Probability seems not a consistent measure of the strangeness of an outcome.
Suppose we have a discrete distribution corresponding to three possible outcomes:
A: 0.1, B: 0.6, C: 0.3
Then the occurrence of A is most strange, since it has the lowest probability.
Check another discrete distribution over 1000 possible outcomes:
A: 0.1, B:0.00001, C:0.0000001, D: ...
In this distribution, A still has probability 0.1, but it will be the most likely outcome if all other outcomes are associated with smaller probabilities.
Currently I need a consistent measurement of how strange an outcome is. My simple solution is the following formula,
$\text{strangeness}(A)=1-\frac{p(A)}{\max_{X \text{ is a possible out come}} {p(X)}}$
As a result, the outcome with highest probability in the distribution will have zero strangeness. The strangeness still ranges from $0$ to $1$. In the first distribution, the strangeness of three outcomes are:
A:$\frac{5}{6}$, B:$0$, C:$\frac{1}{2}$
However, I feel this definition is quite heuristic. I am asking if there is better mathematical concept to model such "strangeness". Thank you!
In high energy physics, we have a need to determine whether a result is "significant," meaning that it is unexpected given some underlying model of what the probabilities of various events should be. (For example, we ask the question "does is the data from this experiment comfortably consistent with the standard model, or have we encountered something unexplained by that model?")
Say we decide that a $0.001$ probability of finding this data under the standard model is strange enough to get excited about.
In assessing significance, we have to be very careful to consider the "look elsewhere effect". For example, if the circumstance to possibly get excited about is a "bump" at some value of mass among a spectrum of masses measured in many particle collisions, and if Poisson statistics tells you that the chance of such a bump in that mass bin is one in five thousand, that will still not be a significant event because we would have been just excited it that same bump had happened at any of a hundred other mass bins -- the probability becomes one in fifty, which is not significant enough to report.
In your simple cases, I would say the analogous question to ask is to say that the non-strangeness of an event is the probability of the union of that event plus all other equally or more unlikely events.

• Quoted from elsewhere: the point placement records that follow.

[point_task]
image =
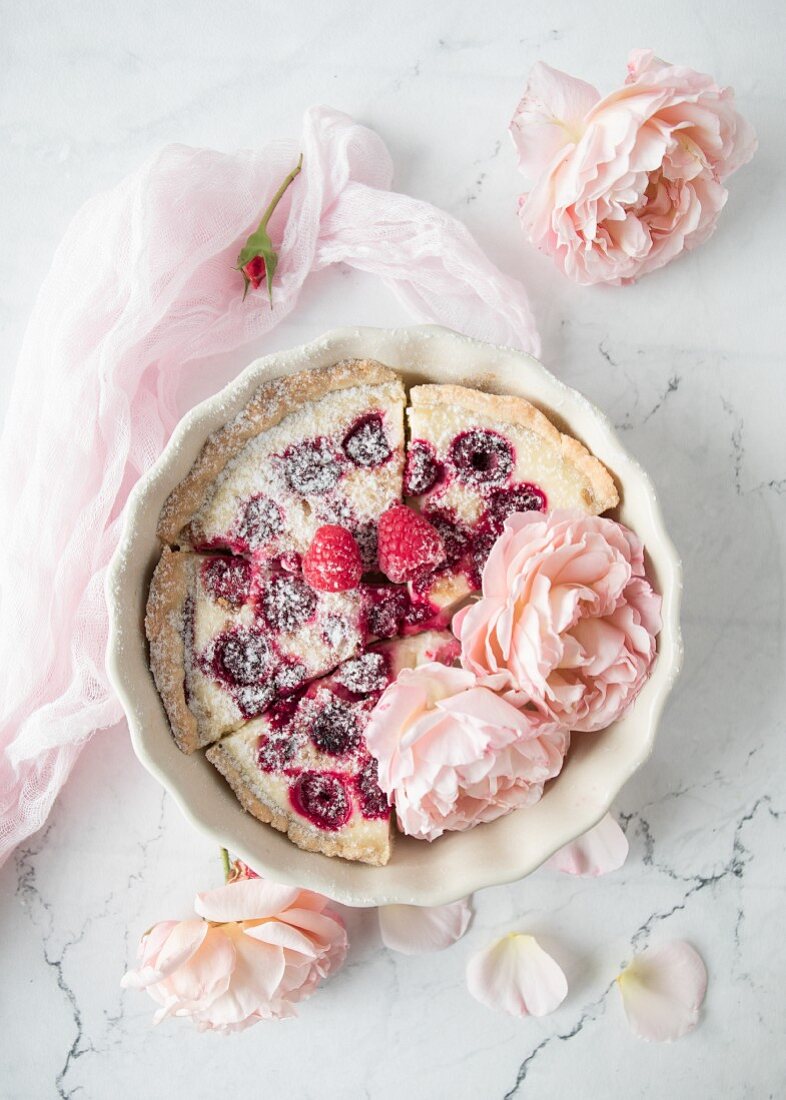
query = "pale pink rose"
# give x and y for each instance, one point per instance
(257, 950)
(621, 185)
(566, 620)
(453, 754)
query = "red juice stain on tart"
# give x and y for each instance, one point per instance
(228, 579)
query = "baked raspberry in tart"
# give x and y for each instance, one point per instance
(305, 767)
(316, 448)
(473, 459)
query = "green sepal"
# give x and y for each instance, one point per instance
(258, 244)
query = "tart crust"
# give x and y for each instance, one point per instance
(164, 627)
(269, 405)
(518, 410)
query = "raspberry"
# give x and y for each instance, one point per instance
(332, 562)
(407, 543)
(323, 798)
(483, 459)
(374, 801)
(243, 657)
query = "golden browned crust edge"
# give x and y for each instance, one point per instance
(309, 840)
(518, 410)
(165, 602)
(270, 404)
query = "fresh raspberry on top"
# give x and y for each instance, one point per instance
(408, 542)
(332, 562)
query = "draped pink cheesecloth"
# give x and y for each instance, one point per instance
(141, 287)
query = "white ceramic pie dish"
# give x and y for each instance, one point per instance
(457, 864)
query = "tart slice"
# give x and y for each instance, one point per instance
(318, 447)
(229, 636)
(473, 460)
(305, 767)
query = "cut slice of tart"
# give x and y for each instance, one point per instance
(229, 636)
(474, 459)
(305, 767)
(319, 447)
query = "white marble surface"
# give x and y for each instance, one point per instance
(690, 366)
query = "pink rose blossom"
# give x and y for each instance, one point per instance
(621, 185)
(257, 950)
(453, 754)
(566, 619)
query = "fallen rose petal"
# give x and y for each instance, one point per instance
(662, 991)
(601, 849)
(245, 900)
(414, 930)
(515, 975)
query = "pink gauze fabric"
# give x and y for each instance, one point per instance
(141, 287)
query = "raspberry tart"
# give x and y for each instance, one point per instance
(312, 449)
(305, 767)
(229, 636)
(473, 459)
(311, 553)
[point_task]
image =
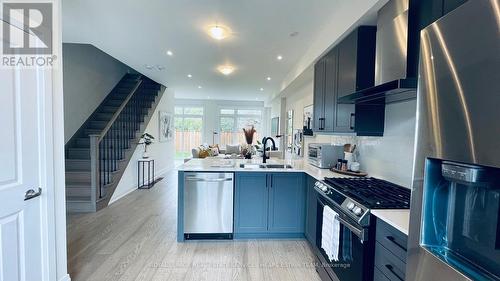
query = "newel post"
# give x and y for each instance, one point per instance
(94, 167)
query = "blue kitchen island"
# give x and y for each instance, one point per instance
(267, 202)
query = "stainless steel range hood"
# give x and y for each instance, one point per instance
(395, 70)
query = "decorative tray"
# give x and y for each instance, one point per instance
(350, 173)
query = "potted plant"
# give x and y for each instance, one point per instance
(249, 133)
(146, 140)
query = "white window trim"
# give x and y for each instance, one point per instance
(235, 117)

So if your model works with positive integers and says that $$ \forall n \in $\Bbb{Z}^+ : P(X = n) = 9\cdot (0.1)^n $$ then a result of $n=4$, which has a probability $0.0009$, has a non-strangeness of $0.001$, which may well be considered as a strange event. But if $$ \forall n \in $\Bbb{Z}^+ : P(X = n) = \frac{1}{99}\cdot (0.99)^n $$
then a result of $n=300$, which has a probability of about $0.0005$ (much lower that in our previous example), has a non-strangeness, by this measure, of $0.0495$ which if we consider our strangeness threshold to be $0.001$, is not a particularly strange or remarkable event.